Qatar is dependent on food imports from its Gulf neighbours to feed its population of 2,5 million and the business is worth billions of dollars. Qatar's behaviour of supporting terrorist groups, if proven true, will be a big setback for peace in the Gulf region's quest for fighting terrorism. It acceded to the Terrorist Bombings Convention on June 27, 2008, a treaty that included measures to eliminate international terrorism.

However, recent behaviour has proved that international treaties have no power in controlling state behaviour in certain circumstances like the national interest consideration of Qatar, which are taking precedence in this case.

The isolation of Qatar from the Arab world has threatened Qatar's defence position. This explains why Turkey has recently deployed troops in Qatar to reinforce its territorial integrity.
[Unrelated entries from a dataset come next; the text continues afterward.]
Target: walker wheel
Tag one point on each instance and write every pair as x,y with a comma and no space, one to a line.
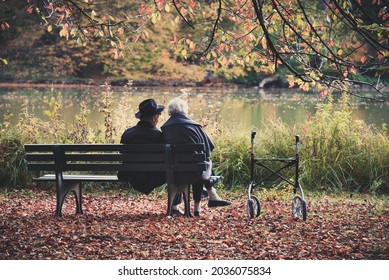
253,207
299,208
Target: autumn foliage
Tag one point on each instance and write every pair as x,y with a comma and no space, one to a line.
119,225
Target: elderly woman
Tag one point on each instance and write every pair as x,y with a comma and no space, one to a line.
180,129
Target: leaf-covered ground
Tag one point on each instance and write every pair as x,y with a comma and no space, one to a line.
118,226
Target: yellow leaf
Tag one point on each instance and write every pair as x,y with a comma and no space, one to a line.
291,80
264,43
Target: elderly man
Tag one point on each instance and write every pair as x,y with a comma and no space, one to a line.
180,129
146,132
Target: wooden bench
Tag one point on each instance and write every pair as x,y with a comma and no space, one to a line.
72,164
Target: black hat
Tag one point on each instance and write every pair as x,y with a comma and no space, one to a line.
148,108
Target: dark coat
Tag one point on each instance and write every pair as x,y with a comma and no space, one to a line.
180,129
143,133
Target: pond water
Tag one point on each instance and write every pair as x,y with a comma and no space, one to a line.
246,109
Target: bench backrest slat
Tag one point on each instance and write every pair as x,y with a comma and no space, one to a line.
115,157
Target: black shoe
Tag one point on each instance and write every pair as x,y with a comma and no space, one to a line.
204,194
177,199
218,203
215,179
176,212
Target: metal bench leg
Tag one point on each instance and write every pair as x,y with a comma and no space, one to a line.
173,190
62,190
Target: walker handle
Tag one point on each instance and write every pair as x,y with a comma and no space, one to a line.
297,143
253,136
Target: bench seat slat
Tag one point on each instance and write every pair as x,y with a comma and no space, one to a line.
180,148
80,178
155,157
95,147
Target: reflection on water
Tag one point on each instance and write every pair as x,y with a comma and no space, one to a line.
246,109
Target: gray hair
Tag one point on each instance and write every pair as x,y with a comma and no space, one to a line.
177,106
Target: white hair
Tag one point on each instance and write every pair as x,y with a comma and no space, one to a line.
177,106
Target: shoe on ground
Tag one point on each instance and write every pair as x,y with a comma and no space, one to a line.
215,179
177,212
218,203
204,194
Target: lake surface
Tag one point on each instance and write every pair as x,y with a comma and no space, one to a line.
246,109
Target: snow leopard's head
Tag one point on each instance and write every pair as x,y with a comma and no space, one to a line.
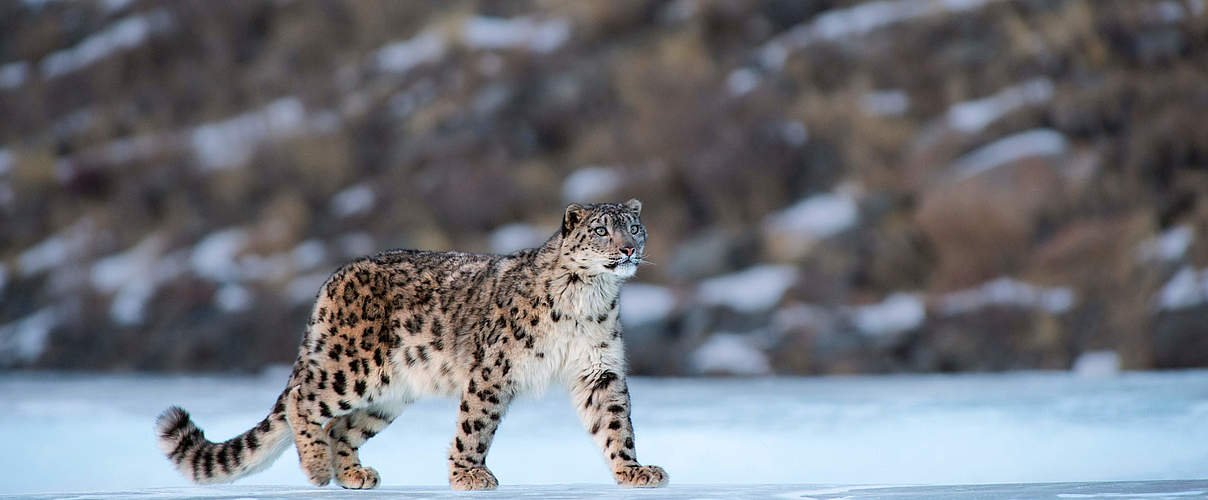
604,237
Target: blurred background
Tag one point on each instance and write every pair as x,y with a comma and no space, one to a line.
829,186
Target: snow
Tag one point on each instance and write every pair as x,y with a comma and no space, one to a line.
231,141
860,19
643,303
730,354
401,56
1097,364
975,115
353,201
814,217
5,161
134,275
517,236
896,314
122,35
590,184
214,256
1186,289
57,249
1008,292
1035,143
742,81
23,341
1171,245
492,33
233,298
750,290
755,437
308,254
12,75
886,103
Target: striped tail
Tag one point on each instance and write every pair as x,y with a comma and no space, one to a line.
205,463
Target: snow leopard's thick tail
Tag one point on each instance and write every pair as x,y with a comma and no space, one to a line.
205,463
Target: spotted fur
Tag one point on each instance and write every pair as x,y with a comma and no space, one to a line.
405,324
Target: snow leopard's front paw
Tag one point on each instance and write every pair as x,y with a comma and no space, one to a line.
642,476
358,477
465,480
Iran has also intervened forcefully to supply the needs of Qatar as a way of rendering the blockade ineffective while many countries -- Arab and non-Arab countries -- are supporting a mediation initiative to break the diplomatic impasse.
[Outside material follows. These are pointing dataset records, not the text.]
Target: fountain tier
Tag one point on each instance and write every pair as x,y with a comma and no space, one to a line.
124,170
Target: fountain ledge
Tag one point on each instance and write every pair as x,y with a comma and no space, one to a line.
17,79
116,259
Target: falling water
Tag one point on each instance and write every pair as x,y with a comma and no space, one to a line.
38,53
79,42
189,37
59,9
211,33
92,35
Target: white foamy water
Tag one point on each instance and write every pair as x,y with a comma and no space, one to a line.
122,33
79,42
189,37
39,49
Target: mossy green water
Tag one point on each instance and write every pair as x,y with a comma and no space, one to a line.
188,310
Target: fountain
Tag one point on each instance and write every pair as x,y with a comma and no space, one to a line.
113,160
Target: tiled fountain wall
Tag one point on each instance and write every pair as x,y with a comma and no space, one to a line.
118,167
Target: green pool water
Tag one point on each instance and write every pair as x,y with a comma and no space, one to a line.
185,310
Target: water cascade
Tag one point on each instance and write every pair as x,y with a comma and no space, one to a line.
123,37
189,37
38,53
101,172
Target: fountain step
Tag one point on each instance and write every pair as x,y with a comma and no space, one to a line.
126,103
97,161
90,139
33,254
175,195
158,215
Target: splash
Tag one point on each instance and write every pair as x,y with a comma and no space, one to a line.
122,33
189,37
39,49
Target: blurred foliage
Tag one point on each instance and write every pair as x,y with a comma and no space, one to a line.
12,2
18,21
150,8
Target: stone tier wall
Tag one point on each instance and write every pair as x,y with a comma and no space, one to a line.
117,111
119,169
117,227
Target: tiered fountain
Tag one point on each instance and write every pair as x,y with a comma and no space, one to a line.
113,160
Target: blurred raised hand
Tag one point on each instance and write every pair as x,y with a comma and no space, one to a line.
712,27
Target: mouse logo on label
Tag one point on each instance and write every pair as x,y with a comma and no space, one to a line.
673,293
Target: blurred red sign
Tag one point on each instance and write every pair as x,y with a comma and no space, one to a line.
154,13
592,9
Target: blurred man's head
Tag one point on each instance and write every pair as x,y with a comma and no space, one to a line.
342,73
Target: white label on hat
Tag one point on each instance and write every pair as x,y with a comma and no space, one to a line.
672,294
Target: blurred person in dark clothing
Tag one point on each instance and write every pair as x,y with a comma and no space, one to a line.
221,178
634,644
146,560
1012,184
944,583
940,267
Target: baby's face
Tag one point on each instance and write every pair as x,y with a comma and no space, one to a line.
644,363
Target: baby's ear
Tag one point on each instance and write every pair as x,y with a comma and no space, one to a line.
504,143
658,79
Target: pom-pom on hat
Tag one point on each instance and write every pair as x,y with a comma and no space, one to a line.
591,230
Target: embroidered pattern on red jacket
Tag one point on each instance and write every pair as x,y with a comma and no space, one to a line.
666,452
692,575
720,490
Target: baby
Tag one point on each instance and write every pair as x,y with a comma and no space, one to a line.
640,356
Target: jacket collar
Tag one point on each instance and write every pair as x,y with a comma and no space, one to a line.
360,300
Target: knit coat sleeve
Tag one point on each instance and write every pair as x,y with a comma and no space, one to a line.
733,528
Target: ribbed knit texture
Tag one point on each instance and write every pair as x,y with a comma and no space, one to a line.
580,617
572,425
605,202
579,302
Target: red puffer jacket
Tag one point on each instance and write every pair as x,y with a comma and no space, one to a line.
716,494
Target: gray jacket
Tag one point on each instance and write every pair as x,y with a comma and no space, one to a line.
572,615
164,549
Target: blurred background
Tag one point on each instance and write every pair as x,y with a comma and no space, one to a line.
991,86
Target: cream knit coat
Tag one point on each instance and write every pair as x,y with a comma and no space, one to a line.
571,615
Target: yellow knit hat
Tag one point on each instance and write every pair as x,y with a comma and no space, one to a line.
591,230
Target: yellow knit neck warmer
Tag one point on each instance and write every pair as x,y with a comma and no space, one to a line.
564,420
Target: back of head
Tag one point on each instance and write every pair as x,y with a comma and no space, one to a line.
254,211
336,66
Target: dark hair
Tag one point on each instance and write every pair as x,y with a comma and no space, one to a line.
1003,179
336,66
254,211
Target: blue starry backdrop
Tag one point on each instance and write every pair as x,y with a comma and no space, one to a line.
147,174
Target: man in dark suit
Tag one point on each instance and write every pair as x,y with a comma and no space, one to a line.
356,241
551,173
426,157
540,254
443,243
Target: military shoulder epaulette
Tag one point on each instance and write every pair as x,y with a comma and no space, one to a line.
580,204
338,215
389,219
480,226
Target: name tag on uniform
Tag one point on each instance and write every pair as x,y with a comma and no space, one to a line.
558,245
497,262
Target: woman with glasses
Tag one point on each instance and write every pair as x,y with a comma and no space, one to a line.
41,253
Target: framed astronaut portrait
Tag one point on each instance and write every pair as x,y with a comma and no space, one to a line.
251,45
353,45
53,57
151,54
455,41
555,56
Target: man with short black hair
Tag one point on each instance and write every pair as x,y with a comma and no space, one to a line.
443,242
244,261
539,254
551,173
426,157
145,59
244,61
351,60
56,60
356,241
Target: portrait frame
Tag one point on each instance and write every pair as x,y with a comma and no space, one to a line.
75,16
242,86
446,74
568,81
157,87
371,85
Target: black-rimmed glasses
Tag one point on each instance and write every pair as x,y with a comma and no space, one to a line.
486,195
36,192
If diplomacy is not allowed to work, this would trigger a major regional conflict which will most likely attract non-regional allies of Qatar to join the conflict. The result will be too ghastly to contemplate.

World supply of oil will definitely be reduced significantly and this will impact negatively on the world economy. A change in policy by Qatar might propel a turnaround with regard to the tension that has arisen in the Gulf region. This scenario, however, is unlikely to happen as Qatar believes that its Qatar Charities do not promote terrorism but its national interests. Some countries within the region and outside may boycott this air, sea and land blockade and continue trading, thereby making the sanctions ineffective and reinforcing Qatar's position.

The world must therefore set in motion a series of diplomatic initiatives to calm nerves of the disputants with a view to negotiate a comprehensive settlement for the benefit of Qatar, the Gulf region and the international community.

Cathrine Mudyanadzo is a Harare-based International Relations and political analyst.